Roda Kehidupan

2015/4/13 / Kuan Ami / Roda Kehidupan / Indonesia 印尼 / Tidak ada

RODA KEHIDUPAN

Oleh: Kuan Ami

 Orang tua mana yang sanggup saat harus berpisah dengan anak dan keluarga, apalagi sangat jauh dan dalam jangka waktu yang lama. Tentunya, tak satupun ada dan sanggup. Kecuali karena satu alasan yang sangat kuat, atau himpitan ekonomi yang semakin mencekik leher hingga sulit bernapas dan bertahan hidup di negeri sendiri.
Merantau ke luar negeri, adalah salah satu cara yang ditempuh perempuan-perempuan Indonesia yang mengalami nasib serupa denganku, ketika jalan keluar lain dirasa tak lagi ada.


 Kesan pertama meninggalkan belahan jiwa dan keluarga, tak bisa diungkapkan dengan kata. Saat itu, separuh jiwaku seperti hilang. Lebih sakit dibandingkan ketika aku didzolimi hingga bercerai dengan suamiku.
 Lelaki itu, sangat tak pantas untuk kupanggil sebagai suami, karena semenjak kami menikah ia tak pernah memberi nafkah. Bahkan ketika anak pertama kami lahir, dia justru pergi bersama wanita lain.
Tapi itu adalah masa lalu. Masa lalu yang pahit dan nyaris membuatku buta mata dan hati. Aku hampir saja bunuh diri kala itu, tapi jerit tangis bayi yang tak lain adalah darah dagingku, terngiang-ngiang di telinga seperti tak rela aku pergi meninggalkannya, membuatku urung melakukan perbuatan yang dibenci Allah.

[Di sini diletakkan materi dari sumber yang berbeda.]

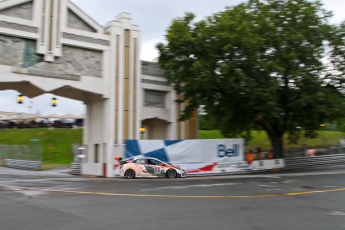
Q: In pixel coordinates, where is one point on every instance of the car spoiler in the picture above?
(119, 159)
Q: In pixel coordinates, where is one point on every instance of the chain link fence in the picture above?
(21, 152)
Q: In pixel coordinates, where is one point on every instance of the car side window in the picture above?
(140, 161)
(151, 162)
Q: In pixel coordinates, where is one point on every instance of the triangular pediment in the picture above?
(22, 10)
(75, 22)
(77, 19)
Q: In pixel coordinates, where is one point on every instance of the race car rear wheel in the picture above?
(130, 174)
(171, 173)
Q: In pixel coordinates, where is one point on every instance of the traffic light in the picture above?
(54, 102)
(20, 99)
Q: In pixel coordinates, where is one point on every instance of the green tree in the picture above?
(274, 64)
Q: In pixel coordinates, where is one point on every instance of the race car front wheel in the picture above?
(130, 174)
(171, 173)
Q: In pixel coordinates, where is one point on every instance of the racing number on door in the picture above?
(158, 170)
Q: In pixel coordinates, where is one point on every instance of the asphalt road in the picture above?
(301, 200)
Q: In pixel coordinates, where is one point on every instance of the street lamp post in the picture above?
(142, 132)
(323, 135)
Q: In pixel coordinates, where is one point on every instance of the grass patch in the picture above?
(56, 143)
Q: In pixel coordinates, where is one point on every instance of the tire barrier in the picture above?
(303, 162)
(22, 164)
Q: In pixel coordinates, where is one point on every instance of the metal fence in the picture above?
(21, 156)
(21, 152)
(304, 162)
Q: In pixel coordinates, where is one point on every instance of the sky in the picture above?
(153, 17)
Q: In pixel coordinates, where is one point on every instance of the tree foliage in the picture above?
(273, 64)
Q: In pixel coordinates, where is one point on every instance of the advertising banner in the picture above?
(199, 157)
(187, 151)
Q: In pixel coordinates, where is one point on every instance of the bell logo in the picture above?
(224, 152)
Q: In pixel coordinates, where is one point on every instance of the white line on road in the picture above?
(263, 185)
(188, 186)
(336, 213)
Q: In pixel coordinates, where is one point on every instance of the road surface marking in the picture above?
(171, 196)
(336, 213)
(263, 185)
(188, 186)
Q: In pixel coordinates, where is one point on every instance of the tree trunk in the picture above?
(277, 144)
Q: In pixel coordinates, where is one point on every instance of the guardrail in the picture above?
(22, 164)
(302, 162)
(76, 168)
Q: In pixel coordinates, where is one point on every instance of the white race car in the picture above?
(148, 167)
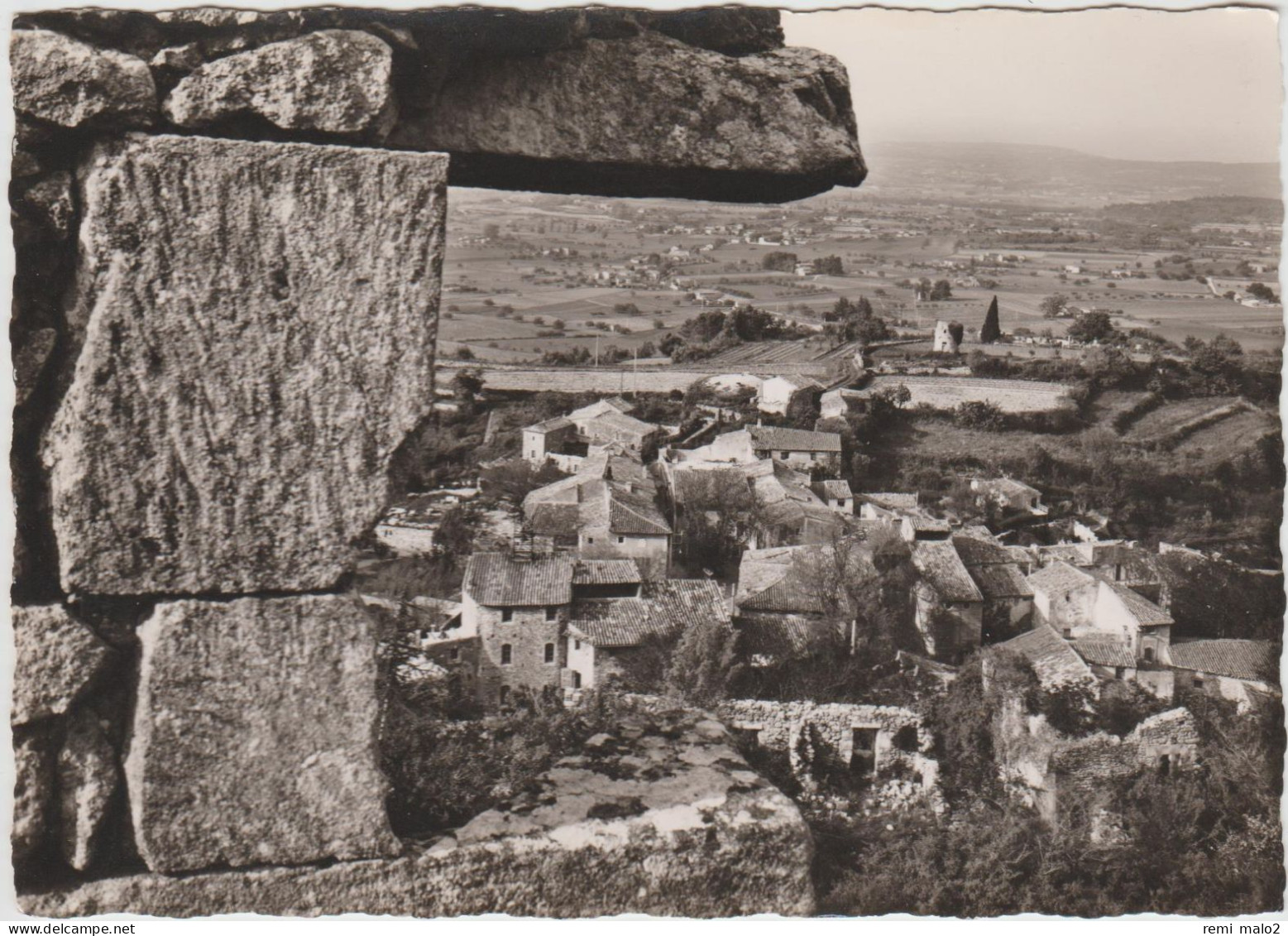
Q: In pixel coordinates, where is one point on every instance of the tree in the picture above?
(1260, 290)
(979, 414)
(830, 266)
(1091, 326)
(467, 385)
(1054, 305)
(779, 261)
(703, 665)
(991, 330)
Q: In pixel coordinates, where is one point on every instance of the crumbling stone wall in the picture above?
(1041, 766)
(228, 230)
(820, 739)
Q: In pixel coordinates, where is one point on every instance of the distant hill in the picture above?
(1013, 171)
(1229, 209)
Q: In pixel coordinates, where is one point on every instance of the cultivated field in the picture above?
(948, 392)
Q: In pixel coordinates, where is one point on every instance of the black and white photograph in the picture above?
(659, 460)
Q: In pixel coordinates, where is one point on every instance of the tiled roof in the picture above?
(1104, 653)
(922, 522)
(1073, 554)
(832, 489)
(1256, 660)
(941, 568)
(782, 636)
(1000, 580)
(890, 501)
(635, 513)
(665, 607)
(550, 425)
(499, 580)
(1008, 487)
(976, 550)
(606, 573)
(781, 439)
(606, 405)
(1061, 577)
(620, 420)
(554, 520)
(1051, 656)
(1140, 607)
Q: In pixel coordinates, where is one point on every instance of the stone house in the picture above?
(520, 612)
(886, 506)
(1234, 670)
(777, 392)
(1054, 660)
(606, 633)
(608, 510)
(841, 401)
(774, 503)
(605, 422)
(1008, 494)
(802, 449)
(1085, 602)
(555, 436)
(1008, 596)
(610, 420)
(836, 494)
(950, 605)
(300, 471)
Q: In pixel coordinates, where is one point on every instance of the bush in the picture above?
(979, 414)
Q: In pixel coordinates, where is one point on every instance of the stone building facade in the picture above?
(228, 265)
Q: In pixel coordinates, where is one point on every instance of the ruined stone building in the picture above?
(229, 242)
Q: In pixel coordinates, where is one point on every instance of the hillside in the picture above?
(1012, 171)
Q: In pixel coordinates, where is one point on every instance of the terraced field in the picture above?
(1166, 418)
(1228, 436)
(947, 392)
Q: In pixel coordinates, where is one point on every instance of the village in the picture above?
(740, 535)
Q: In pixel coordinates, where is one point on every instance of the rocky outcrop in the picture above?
(663, 119)
(259, 341)
(335, 81)
(659, 818)
(57, 660)
(88, 781)
(71, 84)
(256, 735)
(630, 102)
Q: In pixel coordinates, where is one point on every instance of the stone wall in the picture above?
(820, 740)
(661, 816)
(228, 231)
(1043, 766)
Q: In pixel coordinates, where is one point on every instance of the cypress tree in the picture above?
(991, 330)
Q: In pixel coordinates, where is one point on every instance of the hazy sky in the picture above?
(1131, 84)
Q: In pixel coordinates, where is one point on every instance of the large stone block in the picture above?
(647, 116)
(71, 84)
(333, 81)
(256, 735)
(663, 819)
(32, 793)
(57, 659)
(259, 341)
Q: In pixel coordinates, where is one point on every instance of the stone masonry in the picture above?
(228, 228)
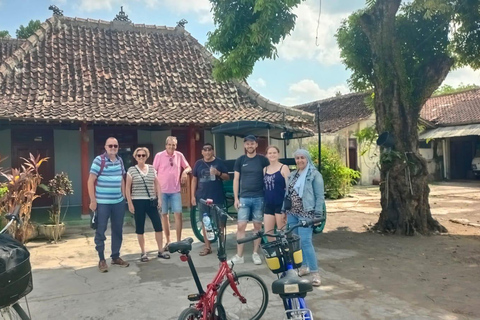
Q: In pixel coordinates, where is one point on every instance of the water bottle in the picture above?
(208, 226)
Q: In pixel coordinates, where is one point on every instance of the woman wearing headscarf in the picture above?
(304, 199)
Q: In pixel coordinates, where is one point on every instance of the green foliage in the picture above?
(247, 31)
(4, 34)
(366, 138)
(422, 41)
(446, 89)
(25, 32)
(337, 178)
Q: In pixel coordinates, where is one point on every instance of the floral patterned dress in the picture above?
(297, 203)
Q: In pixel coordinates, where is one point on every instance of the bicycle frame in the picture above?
(207, 299)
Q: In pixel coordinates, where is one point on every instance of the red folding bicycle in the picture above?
(230, 295)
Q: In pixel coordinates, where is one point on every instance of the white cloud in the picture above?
(463, 75)
(307, 90)
(201, 8)
(301, 44)
(258, 83)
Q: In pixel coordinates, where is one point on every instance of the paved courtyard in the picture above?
(67, 284)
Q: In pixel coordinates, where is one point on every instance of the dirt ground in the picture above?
(439, 272)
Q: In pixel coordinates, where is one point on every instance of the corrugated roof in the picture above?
(453, 109)
(453, 131)
(82, 70)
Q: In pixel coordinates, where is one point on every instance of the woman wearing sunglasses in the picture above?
(144, 198)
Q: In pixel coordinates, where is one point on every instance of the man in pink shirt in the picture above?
(169, 165)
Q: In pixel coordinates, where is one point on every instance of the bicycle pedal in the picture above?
(193, 297)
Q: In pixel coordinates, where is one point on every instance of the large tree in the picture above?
(403, 53)
(4, 34)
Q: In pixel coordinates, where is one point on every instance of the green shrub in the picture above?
(337, 178)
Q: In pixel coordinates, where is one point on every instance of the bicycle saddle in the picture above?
(183, 246)
(291, 284)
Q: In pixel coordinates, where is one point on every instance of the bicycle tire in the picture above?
(189, 314)
(13, 312)
(197, 224)
(296, 304)
(234, 308)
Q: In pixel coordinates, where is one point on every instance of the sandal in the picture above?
(163, 255)
(165, 248)
(205, 251)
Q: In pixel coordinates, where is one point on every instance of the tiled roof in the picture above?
(97, 71)
(453, 109)
(339, 112)
(8, 47)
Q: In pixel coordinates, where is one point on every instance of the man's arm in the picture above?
(194, 188)
(236, 187)
(91, 191)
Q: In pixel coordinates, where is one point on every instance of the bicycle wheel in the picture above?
(296, 309)
(14, 312)
(253, 289)
(190, 314)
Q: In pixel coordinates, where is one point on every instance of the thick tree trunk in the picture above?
(404, 187)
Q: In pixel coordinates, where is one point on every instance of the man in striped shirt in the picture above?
(106, 189)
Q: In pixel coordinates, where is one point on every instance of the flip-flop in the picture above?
(165, 248)
(144, 258)
(163, 255)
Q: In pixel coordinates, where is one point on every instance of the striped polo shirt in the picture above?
(138, 186)
(109, 184)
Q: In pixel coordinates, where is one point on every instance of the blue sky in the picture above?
(306, 69)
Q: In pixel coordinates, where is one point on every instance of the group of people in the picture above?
(265, 192)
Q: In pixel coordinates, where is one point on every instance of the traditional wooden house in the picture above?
(455, 141)
(75, 82)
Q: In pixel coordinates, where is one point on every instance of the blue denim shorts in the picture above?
(250, 209)
(172, 201)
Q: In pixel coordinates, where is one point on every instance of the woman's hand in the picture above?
(131, 208)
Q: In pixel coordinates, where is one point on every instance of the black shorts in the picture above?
(272, 208)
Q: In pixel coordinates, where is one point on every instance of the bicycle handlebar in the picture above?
(259, 234)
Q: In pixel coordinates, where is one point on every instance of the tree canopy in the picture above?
(4, 34)
(25, 32)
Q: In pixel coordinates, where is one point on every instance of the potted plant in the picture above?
(57, 188)
(22, 190)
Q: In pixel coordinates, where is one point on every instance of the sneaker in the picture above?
(256, 258)
(120, 262)
(316, 281)
(236, 260)
(303, 271)
(102, 266)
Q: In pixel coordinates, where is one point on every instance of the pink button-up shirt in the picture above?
(169, 168)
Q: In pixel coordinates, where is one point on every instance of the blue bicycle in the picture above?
(283, 256)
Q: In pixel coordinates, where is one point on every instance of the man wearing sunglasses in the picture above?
(172, 169)
(207, 183)
(106, 189)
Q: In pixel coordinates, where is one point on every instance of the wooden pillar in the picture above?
(84, 166)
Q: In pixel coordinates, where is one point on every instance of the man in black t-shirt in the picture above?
(207, 183)
(248, 194)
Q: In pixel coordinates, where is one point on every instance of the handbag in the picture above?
(153, 201)
(93, 220)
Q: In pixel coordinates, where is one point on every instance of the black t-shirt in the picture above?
(251, 175)
(206, 188)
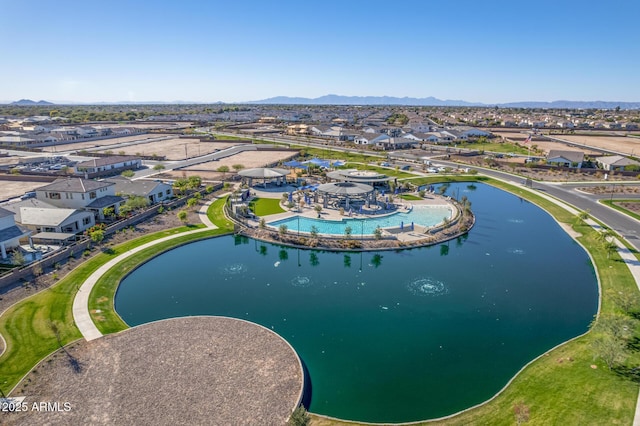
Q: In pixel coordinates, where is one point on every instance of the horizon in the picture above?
(243, 53)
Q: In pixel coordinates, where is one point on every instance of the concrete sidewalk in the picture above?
(81, 314)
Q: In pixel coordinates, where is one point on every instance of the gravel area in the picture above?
(193, 371)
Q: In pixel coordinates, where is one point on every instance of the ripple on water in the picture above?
(300, 281)
(515, 251)
(427, 287)
(234, 269)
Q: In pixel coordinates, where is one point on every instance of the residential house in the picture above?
(397, 143)
(153, 190)
(82, 194)
(565, 158)
(616, 162)
(115, 164)
(10, 233)
(370, 138)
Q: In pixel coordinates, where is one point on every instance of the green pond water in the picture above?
(397, 335)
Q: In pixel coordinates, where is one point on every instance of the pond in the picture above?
(396, 335)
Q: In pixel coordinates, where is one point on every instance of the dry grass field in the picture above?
(174, 148)
(249, 159)
(628, 145)
(624, 144)
(79, 146)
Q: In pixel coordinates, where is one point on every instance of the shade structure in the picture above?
(263, 173)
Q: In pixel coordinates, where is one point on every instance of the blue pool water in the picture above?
(419, 215)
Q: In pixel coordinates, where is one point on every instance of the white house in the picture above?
(114, 163)
(565, 158)
(370, 138)
(82, 194)
(10, 233)
(154, 191)
(616, 162)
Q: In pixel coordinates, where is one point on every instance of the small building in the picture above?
(616, 162)
(153, 190)
(565, 158)
(10, 233)
(82, 194)
(114, 164)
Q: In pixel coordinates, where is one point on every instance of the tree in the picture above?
(314, 231)
(299, 417)
(223, 170)
(521, 413)
(97, 236)
(108, 212)
(194, 182)
(611, 350)
(182, 215)
(377, 233)
(180, 186)
(192, 202)
(347, 232)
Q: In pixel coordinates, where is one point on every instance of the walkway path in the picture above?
(81, 314)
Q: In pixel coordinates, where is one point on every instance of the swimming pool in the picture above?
(419, 215)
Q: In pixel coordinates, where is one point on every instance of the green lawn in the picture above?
(26, 326)
(265, 206)
(382, 170)
(613, 204)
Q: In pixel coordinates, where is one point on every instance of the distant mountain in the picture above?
(364, 100)
(573, 105)
(29, 102)
(431, 101)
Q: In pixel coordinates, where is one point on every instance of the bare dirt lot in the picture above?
(628, 145)
(79, 146)
(174, 149)
(542, 144)
(249, 159)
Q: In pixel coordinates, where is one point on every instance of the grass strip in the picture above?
(265, 206)
(613, 205)
(28, 326)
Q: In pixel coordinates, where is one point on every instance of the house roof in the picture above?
(107, 161)
(12, 232)
(106, 201)
(573, 156)
(5, 212)
(137, 187)
(75, 185)
(31, 202)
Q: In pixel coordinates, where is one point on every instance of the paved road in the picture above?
(627, 227)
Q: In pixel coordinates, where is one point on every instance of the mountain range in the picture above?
(431, 101)
(371, 100)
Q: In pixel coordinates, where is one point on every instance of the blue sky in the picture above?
(235, 51)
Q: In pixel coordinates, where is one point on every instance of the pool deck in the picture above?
(407, 235)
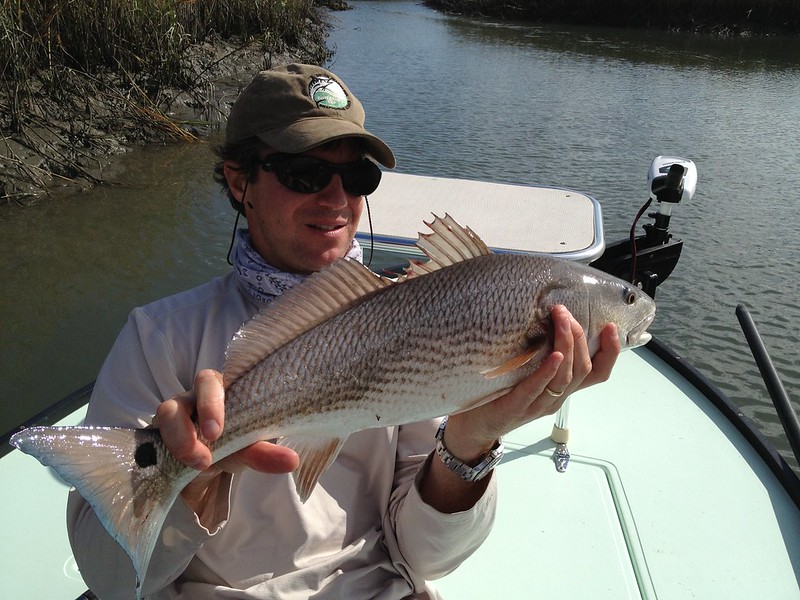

 Namaku Rasti,  perempuan yang kini bisa bangkit dan berdiri tegap di atas kedua kakiku sendiri, setelah dua kali menjalani kontak sebagai pekerja rumah tangga di Formosa. Tahun ini adalah tahun kelima aku berada di negeri empat musim yang mayoritas penduduknya beragama Budha.

Pergi meninggalkan anakku, Bima, yang waktu itu usianya masih belum genap setahun.
Meski berat, tapi niatan pergi meninggalkan Bima, semata demi masa depannya. Siapa sangka, ketika kontrak pertamaku selesai dan kembali ke Indonesia, Bima tidak mau memanggilku ‘Ibu’, bahkan aku terkesan asing di matanya.
Bima lebih dekat dengan neneknya. Karena memang sedari kecil, Bima kutitipkan pada ibu.
Mungkin inilah resiko terberat yang harus kuterima. Tidak bisa mendampingi anak sendiri, hingga dia merasa sangat asing dengan ibu kandungnya.
Akhirnya, aku memutuskan untuk kembali pergi merantau lagi.


 Meski rasa sedih menyeruak, tapi aku tak khawatir. Bima akan mengerti ketika kelak ia besar nanti. Alasanku pergi meninggalkannya, bukan karena aku tak sayang, tetapi semua demi kebaikan dan masa depan dia sendiri. Lagi pula orang yang bersama Bima adalah neneknya, yang mampu mencurahkan segenap cinta dan kasih sayang melebihi aku, Ibunya.


****

 Di wilayah pesisir laut Taiwan bagian timur aku bekerja. Udara sejuk dan hamparan laut di hadapan mata yang menemani keseharian, membuatku sadar bahwa luasnya dunia masih menyisihkan keindahan lain untuk kunikmati.

 Mendapat majikan yang baik dan pengertian, membuatku lupa akan beratnya rutinitas harian. Bagaimana tidak, aku bekerja merawat Akong  yang tuna netra, membantu semua keperluannya, mengurusi rumah berlantai tiga, dan harus menjaga villa yang biasanya banyak dikunjungi tamu.
 Seberapa pun beratnya, setiap kali teringat Bima, semangatku kian membara. Aku tak pernah merasa lelah, apalagi mengeluh. Cucuran keringatku adalah pencipta bahagia keluarga di Indonesia.


 ***


“Ati, besok pagi saya ke luar kota. Tolong besok kamu kasihkan ini ke tamu yang akan menginap di villa kita. Namanya Bibi Lung.” Pesan majikan seraya memberikan bungkusan kecil padaku.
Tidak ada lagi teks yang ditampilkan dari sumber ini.